Returns a function to create new RND PPO instances.

Parameters
  • lr (float) – Optimizer learning rate.

  • eps (float) – Optimizer epsilon parameter.

  • num_epochs (int) – Number of PPO epochs.

  • gamma (float) – Discount factor parameter.

  • clip_param (float) – PPO clipping parameter.

  • num_mini_batch (int) – Number of batches to create from collected data for actor update.

  • num_test_episodes (int) – Number of episodes to complete in each test phase.

  • test_every (int) – Regularity of test evaluations.

  • max_grad_norm (float) – Gradient clipping parameter.

  • entropy_coef (float) – PPO entropy coefficient parameter.

  • value_loss_coef (float) – PPO value coefficient parameter.

  • use_clipped_value_loss (bool) – Prevent value loss from shifting too fast.

  • gamma_intrinsic (float) – Discount factor parameter for intrinsic rewards.

  • ext_adv_coeff (float) – Extrinsic advantage coefficient.

  • int_adv_coeff (float) – Intrinsic advantage coefficient.

  • predictor_proportion (float) – Proportion of buffer sample to use to train the predictor network.

  • pre_normalization_steps (int) – Number of obs running average normalization steps to take before starting to train.

  • pre_normalization_length (int) – Length of each pre normalization steps (in environment steps).

  • intrinsic_rewards_network (nn.Module) – PyTorch nn.Module used for target and predictor networks.

  • intrinsic_rewards_target_network_kwargs (dict) – Keyword arguments for the target network.

  • intrinsic_rewards_predictor_network_kwargs (dict) – Keyword arguments for the predictor network.

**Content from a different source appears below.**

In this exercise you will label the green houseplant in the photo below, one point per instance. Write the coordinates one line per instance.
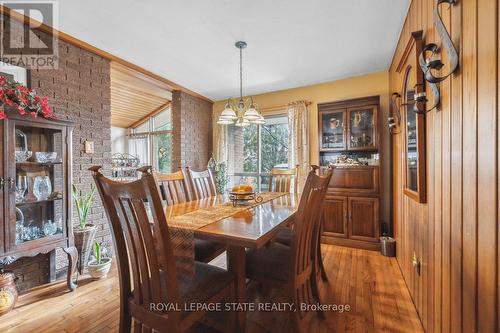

  • policy_loss_addons (list) – List of PolicyLossAddOn components adding loss terms to the algorithm policy loss.

Returns

  • create_algo_instance (func) – Function that creates a new PPO class instance.

  • algo_name (str) – Name of the algorithm.

property gamma

Returns discount factor gamma.

property mini_batch_size

Returns the number of mini batches per epoch.

property num_epochs

Returns the number of times the whole buffer is re-used before data collection proceeds.

property num_mini_batch

Returns the number of times the whole buffer is re-used before data collection proceeds.

property num_test_episodes

Returns the number of episodes to complete when testing.

set_weights(actor_weights)[source]

Update actor with the given weights

Parameters

actor_weights (dict of tensors) – Dict containing actor weights to be set.

property start_steps

Returns the number of steps to collect with initial random policy.

property test_every

Number of network updates between test evaluations.

update_algorithm_parameter(parameter_name, new_parameter_value)[source]

If parameter_name is an attribute of the algorithm, change its value to new_parameter_value value.

Parameters
  • parameter_name (str) – Worker.algo attribute name

  • new_parameter_value (int or float) – New value for parameter_name.

property update_every

Returns the number of data samples collected between network update stages.